Personal information
- Full name: Rinzin Dorji
- Nationality: Bhutanese
- Born: Bhutan

Sport
- Sport: Track and field
- Event: long-distance running

= Rinzin Dorji (athlete) =

Bhutanese runner

Rinzin Dorji (born 1976) also known as Rinzin Rinzin, is a runner from Pam village in Trashigang, Bhutan. He is the first Bhutanese runner to participate in the New York Marathon.

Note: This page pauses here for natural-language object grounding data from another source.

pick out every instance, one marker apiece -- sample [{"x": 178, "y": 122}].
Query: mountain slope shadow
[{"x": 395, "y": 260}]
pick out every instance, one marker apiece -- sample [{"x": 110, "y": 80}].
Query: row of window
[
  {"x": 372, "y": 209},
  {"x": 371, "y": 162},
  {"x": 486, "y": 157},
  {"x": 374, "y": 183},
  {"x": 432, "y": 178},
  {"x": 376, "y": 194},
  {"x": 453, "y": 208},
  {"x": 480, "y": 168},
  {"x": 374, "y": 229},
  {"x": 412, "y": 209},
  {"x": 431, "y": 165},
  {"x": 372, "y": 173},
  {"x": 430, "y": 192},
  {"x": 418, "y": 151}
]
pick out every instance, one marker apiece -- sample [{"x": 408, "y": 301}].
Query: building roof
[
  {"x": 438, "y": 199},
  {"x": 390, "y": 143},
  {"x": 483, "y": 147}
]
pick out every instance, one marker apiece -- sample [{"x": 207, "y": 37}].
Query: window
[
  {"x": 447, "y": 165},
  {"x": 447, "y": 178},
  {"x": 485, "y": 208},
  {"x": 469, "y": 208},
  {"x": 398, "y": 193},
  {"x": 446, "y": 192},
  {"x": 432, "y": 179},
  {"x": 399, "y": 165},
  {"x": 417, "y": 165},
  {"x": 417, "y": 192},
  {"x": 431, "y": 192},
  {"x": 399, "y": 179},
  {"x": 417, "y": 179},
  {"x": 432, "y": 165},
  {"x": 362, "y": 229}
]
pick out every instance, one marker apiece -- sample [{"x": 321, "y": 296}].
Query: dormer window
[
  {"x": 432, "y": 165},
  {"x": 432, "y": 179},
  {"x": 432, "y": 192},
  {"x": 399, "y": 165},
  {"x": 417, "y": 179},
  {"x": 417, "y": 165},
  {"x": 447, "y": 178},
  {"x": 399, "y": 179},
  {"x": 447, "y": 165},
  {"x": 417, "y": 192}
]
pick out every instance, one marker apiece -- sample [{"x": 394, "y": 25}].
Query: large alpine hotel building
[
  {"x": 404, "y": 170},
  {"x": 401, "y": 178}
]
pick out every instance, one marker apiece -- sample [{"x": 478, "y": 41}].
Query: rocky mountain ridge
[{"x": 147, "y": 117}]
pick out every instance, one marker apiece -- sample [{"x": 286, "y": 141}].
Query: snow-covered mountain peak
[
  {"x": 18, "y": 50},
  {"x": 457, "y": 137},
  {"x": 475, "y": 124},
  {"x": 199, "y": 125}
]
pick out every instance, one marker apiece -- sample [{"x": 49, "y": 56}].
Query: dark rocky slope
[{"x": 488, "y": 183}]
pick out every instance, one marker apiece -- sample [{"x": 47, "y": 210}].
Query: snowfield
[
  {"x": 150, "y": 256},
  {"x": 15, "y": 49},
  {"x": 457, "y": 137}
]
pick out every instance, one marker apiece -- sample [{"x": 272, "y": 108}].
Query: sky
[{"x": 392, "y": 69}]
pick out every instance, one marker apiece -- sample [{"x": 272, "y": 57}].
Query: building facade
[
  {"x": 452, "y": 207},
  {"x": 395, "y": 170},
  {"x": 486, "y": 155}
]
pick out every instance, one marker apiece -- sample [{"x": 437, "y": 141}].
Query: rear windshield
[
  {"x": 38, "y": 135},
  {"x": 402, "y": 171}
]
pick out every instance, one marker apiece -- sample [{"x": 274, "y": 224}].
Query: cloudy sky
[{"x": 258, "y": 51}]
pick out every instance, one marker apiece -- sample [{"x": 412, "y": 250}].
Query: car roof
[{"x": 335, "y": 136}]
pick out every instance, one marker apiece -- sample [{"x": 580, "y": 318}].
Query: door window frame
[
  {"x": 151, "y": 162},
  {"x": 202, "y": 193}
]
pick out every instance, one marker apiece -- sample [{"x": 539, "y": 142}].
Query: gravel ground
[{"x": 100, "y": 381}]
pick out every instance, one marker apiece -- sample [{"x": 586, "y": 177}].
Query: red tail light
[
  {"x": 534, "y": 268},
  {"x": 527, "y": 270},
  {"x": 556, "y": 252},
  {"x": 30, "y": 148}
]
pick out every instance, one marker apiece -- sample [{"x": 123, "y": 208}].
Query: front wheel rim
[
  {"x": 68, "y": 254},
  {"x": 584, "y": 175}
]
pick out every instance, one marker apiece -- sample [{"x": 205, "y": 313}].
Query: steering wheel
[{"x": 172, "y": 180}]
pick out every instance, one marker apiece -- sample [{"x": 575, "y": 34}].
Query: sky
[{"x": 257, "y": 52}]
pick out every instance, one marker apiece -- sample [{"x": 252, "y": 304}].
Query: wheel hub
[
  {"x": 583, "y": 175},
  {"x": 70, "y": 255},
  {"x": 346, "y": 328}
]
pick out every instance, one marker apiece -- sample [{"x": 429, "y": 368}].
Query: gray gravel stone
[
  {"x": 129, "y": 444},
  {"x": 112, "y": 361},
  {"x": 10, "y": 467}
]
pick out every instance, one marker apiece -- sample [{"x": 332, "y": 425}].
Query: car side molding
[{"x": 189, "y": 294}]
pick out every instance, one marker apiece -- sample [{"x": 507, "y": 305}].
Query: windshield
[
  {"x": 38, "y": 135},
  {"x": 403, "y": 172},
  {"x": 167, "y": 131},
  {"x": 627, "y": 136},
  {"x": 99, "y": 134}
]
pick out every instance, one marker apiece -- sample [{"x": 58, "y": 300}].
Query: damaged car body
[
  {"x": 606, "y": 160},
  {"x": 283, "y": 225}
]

He is not related to Rinzin Dorji who is a member of the National Council of Bhutan which is the upper house of Bhutan bicameral Parliament. Rinzin worked for Amankora resort as a guide in Paro and would sometimes accompany his guests in the short run. He worked at Amankora from 2004 to May 2010 and quit to pursue a marathon because he felt running provided an opportunity for him. His passion to run was identified by a tourist named Ynaar who is an active member of New York Road Runners, the organizers of the New York City Marathon. Ynaar and Rinzin Dorji used to run together in Bhutan distances up to 20 km. In May 2010, Rinzin Dorji went to New York on invitation from Ynaar to qualify for the New York City Marathon, which he succeeded. Ynaar trained him every day using various routines, which even included cycling and swimming. A coach from Bhutan came to help them before the marathon. Rinzin finished the run in four hours and received a medal and certificate for his participation. He dedicated his run to the coronation of the new king of Bhutan and tsa-wa-sum. After the race he went back to Bhutan to train for next year's marathon. Bhutan Olympic Committee has not officially recognized him. Bhutan has been in the Olympics seven times since the Olympic Committee formation. Bhutan has not yet sent a runner to compete in track in the field as Bhutan only sends archers and has never won a medal in any games. Mary Wittenberg the President of the New York City Road Runners who organize the race sent her congratulations to Rinzin for representing Bhutan and finishing.